This post is part 2 of my report on the the annual meeting for the Society of Biblical Literature, held Nov 17-20 in Chicago. Here is the first part. In its second session, our Applied Linguistics group hosted a panel to address the question, “Where should we set the bar in biblical language training?” The idea was to discuss what seminaries, colleges, and graduate programs should expect from students in their respective programs. For instance, when a seminary graduate finishes a 3-year M.Div, what level should his or her Greek/Hebrew be at?
I was quite surprised and very happy to see the turnout at this meeting. It was the fullest of any session I attended. I would estimate over 100 people attended–not bad for a group with such an exciting name (Applied Linguistics)! ;) That says to me that the influence of the communicative Greek/Hebrew movement is growing (largely due to the efforts of Randall Buth and the BLC and aided by the internet, especially groups like B-Greek, which numerous proponents of oral-aural approaches frequent). I have presented on communicative Greek teaching at the ETS or SBL for the past 5 years or so and I found this year’s audience by far the most receptive. The message is sinking in!

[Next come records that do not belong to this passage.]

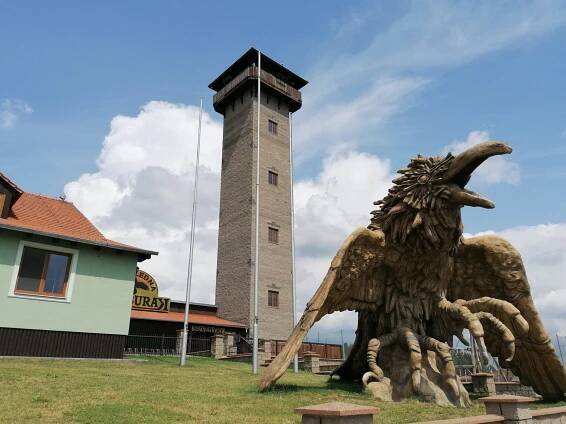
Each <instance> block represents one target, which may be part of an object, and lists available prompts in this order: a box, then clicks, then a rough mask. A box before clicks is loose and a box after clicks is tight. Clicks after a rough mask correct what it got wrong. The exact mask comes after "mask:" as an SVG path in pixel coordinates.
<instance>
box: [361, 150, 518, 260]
mask: <svg viewBox="0 0 566 424" xmlns="http://www.w3.org/2000/svg"><path fill="white" fill-rule="evenodd" d="M507 153H511V147H509V146H508V145H507V144H505V143H502V142H500V141H487V142H485V143H480V144H476V145H475V146H473V147H471V148H469V149H468V150H465V151H463V152H462V153H460V154H458V155H456V156H453V155H452V154H451V153H448V154H447V155H446V156H444V157H442V156H432V157H424V156H421V155H419V156H417V157H416V158H414V159H412V160H411V162H410V163H409V164H408V165H407V168H404V169H401V170H399V171H398V172H399V173H400V174H401V176H400V177H398V178H396V179H395V180H393V187H391V188H390V189H389V193H388V194H387V196H385V198H383V200H380V201H377V202H375V203H374V204H376V205H381V208H380V209H378V210H375V211H373V212H372V215H373V218H372V219H371V224H370V225H369V228H372V229H381V230H382V231H383V232H384V234H385V237H386V240H387V241H388V242H390V243H393V244H406V245H408V246H410V247H411V248H412V249H413V250H414V251H421V252H422V251H423V250H430V249H447V250H449V251H450V252H453V251H454V250H455V248H456V247H457V246H458V243H459V241H460V238H461V236H462V231H463V227H462V221H461V218H460V209H461V208H462V207H463V206H479V207H483V208H488V209H491V208H493V207H495V205H494V204H493V202H491V201H490V200H489V199H486V198H485V197H483V196H480V195H479V194H477V193H474V192H473V191H470V190H467V189H466V184H467V183H468V181H469V180H470V177H471V175H472V173H473V172H474V170H475V169H476V168H477V167H478V166H479V165H480V164H481V163H482V162H483V161H485V160H486V159H487V158H489V157H491V156H495V155H503V154H507Z"/></svg>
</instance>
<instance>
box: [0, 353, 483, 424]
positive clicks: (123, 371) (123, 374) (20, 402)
mask: <svg viewBox="0 0 566 424" xmlns="http://www.w3.org/2000/svg"><path fill="white" fill-rule="evenodd" d="M250 368H251V367H250V366H249V365H247V364H238V363H227V362H221V361H215V360H212V359H208V358H190V360H189V364H188V366H187V367H185V368H183V369H181V368H179V366H178V362H177V359H175V358H148V359H147V361H88V360H44V359H37V360H36V359H2V360H0V399H1V405H2V407H1V408H0V423H25V422H33V423H39V422H40V423H104V424H107V423H160V424H163V423H185V422H197V423H231V424H237V423H298V422H300V418H299V416H298V415H296V414H294V413H293V410H294V408H297V407H299V406H306V405H312V404H317V403H324V402H330V401H341V402H351V403H356V404H360V405H375V406H377V407H379V408H380V410H381V412H380V413H379V415H378V416H377V419H376V420H375V422H379V423H410V422H414V421H422V420H432V419H435V418H436V419H440V418H452V417H462V416H468V415H479V414H482V413H483V411H484V409H483V405H481V404H476V405H475V406H474V407H473V408H470V409H457V408H442V407H438V406H433V405H430V404H426V403H420V402H416V401H415V402H399V403H392V402H376V401H374V400H372V399H371V398H370V397H369V395H367V394H366V393H364V392H363V391H362V390H361V389H360V387H359V386H355V385H345V384H340V383H339V382H331V381H329V380H328V378H327V377H323V376H318V375H313V374H308V373H303V372H300V373H298V374H293V373H292V372H288V373H287V374H285V376H284V377H283V378H282V379H281V380H280V381H279V383H278V384H277V385H276V386H275V388H274V390H271V391H269V392H267V393H258V392H257V390H256V381H257V377H256V376H254V375H252V374H251V369H250Z"/></svg>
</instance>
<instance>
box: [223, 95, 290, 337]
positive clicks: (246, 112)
mask: <svg viewBox="0 0 566 424" xmlns="http://www.w3.org/2000/svg"><path fill="white" fill-rule="evenodd" d="M261 97H262V99H261V108H262V109H261V116H260V119H261V126H260V226H259V227H260V231H259V240H260V259H259V261H260V276H259V280H260V288H259V292H258V298H259V300H258V302H259V321H260V325H259V333H258V334H259V337H260V338H266V339H286V338H287V337H288V335H289V334H290V332H291V330H292V326H293V316H292V273H291V272H292V268H291V265H292V264H291V203H290V202H291V181H290V169H289V166H290V162H289V119H288V116H289V109H288V106H287V104H286V103H285V101H284V98H283V97H281V96H279V97H278V96H275V95H274V94H272V93H269V94H268V92H267V90H263V89H262V96H261ZM268 97H269V98H268ZM256 100H257V99H256V97H255V85H253V84H249V85H248V86H247V87H246V89H245V90H243V91H241V92H240V93H237V94H235V95H233V105H232V104H228V105H227V107H226V109H225V117H224V150H223V158H222V179H221V195H220V197H221V200H220V230H219V243H218V271H217V273H218V274H217V281H216V304H217V305H218V315H219V316H221V317H223V318H226V319H229V320H233V321H237V322H240V323H243V324H246V325H249V326H250V328H251V327H252V326H253V311H254V293H253V290H254V260H255V204H256V201H255V193H256V192H255V190H256V187H255V185H256V175H255V171H256V155H257V153H256V152H257V151H256V148H257V140H256V138H257V133H256V131H257V130H256V129H257V126H256V123H257V101H256ZM269 120H272V121H274V122H276V123H277V135H273V134H271V133H270V132H269V130H268V121H269ZM269 170H272V171H274V172H276V173H277V174H278V185H277V186H274V185H270V184H268V171H269ZM270 226H272V227H274V228H277V229H278V230H279V243H278V244H273V243H270V242H269V241H268V227H270ZM270 289H271V290H276V291H278V292H279V306H278V307H270V306H268V303H267V302H268V300H267V297H268V290H270Z"/></svg>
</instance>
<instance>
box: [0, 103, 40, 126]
mask: <svg viewBox="0 0 566 424" xmlns="http://www.w3.org/2000/svg"><path fill="white" fill-rule="evenodd" d="M32 112H33V109H32V108H31V106H30V105H28V104H27V103H25V102H24V101H23V100H20V99H4V100H2V101H1V102H0V128H11V127H13V126H14V125H16V122H17V121H18V120H19V119H20V118H21V117H22V116H24V115H30V114H31V113H32Z"/></svg>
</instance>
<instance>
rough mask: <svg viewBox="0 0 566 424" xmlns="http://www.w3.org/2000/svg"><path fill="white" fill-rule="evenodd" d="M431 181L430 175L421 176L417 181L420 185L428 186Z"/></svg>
mask: <svg viewBox="0 0 566 424" xmlns="http://www.w3.org/2000/svg"><path fill="white" fill-rule="evenodd" d="M429 180H430V177H429V176H428V175H421V176H420V177H419V179H418V180H417V181H418V183H419V184H426V183H428V181H429Z"/></svg>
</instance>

Panel participants included Hélène Dallaire, who teaches Hebrew at Denver Seminary and Robert Holmstedt, who teaches Hebrews at U of Toronto and blogs occasionally at Ancient Hebrew Grammar. Both of their papers were very good, and included a lot of thoughtful reflection on the importance of biblical language training and how to communicate that to students. Both also spoke helpfully from their substantial experience in teaching Hebrew about where the bar is currently being set and some possible strategies for raising the bar. Robert has posted his paper and some reflections on the panel here, so be sure to check that out.
I think I would be accurate in claiming that there was broad, maybe unanimous consent among the panelists and the audience that the bar was currently being set too low. Of course, I guess that’s what you should expect from a bunch of language teachers!